New to this year’s festival were four themed “habitats,” including a jungle and volcanic habitat, which house specific types of Pokémon. Quigley — who said he personally was looking out for more ice Pokémon — said the habitats are useful for players to plan out their day and “catch ’em all.”

Gamers also took advantage of new features that allow players — who range from levels 1 to 40 and belong to Team Valor, Instinct or Mystic — to add friends and trade with nearby trainers.

“It’s cool because since we came from Ohio and people came from Canada, people came from California — if they have stuff from California, now we can trade directly,” Orr said.

Taylor Feldman, a level-37 Mystic from Iowa, attended for the first time and was greeted by a friendly community of players — or, as she put it, “a bunch of nerds just meeting in one group.”

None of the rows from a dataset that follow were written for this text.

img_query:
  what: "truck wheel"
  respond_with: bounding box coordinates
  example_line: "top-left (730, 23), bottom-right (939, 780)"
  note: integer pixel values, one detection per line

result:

Despite some spotty connection issues and light afternoon rain, second-time participants noted drastic improvements in this year’s festival. Last year, Niantic refunded players in both dollars and digital Pokécoins after cell service glitches caused chaos at the festival.

“Connectivity has been a hell of a lot better,” said Ryan Witt, a level-38 Valor. “Last year it was terrible. Nobody could get on, so I can definitely say they’ve improved it.”

Witt added that lines to enter the park, which he said took hours and wrapped around Grant Park last year, were practically eliminated. People scanned QR codes on their wristbands at any Pokéstop — designated locations where trainers can obtain game items — to start playing.

Bob Reilly, a level-40 Mystic, also said it was “100 percent better than what it was last year.”

Reilly was particularly excited about the raids, which involve fellow trainers cooperating to defeat a powerful Pokémon. Quigley encouraged all players, even those without tickets, to take advantage of special spawns and raid battles occurring throughout Chicago.

Reilly attended with friends he had met through the game, including Zac Gingrich, another level-40 Mystic.

“A lot of people from back home were saying ‘Oh, you guys are still playing Pokémon Go. I thought that was dead,’ ” Gingrich said. “Well, I can send them a picture here. A lot of people are still playing.”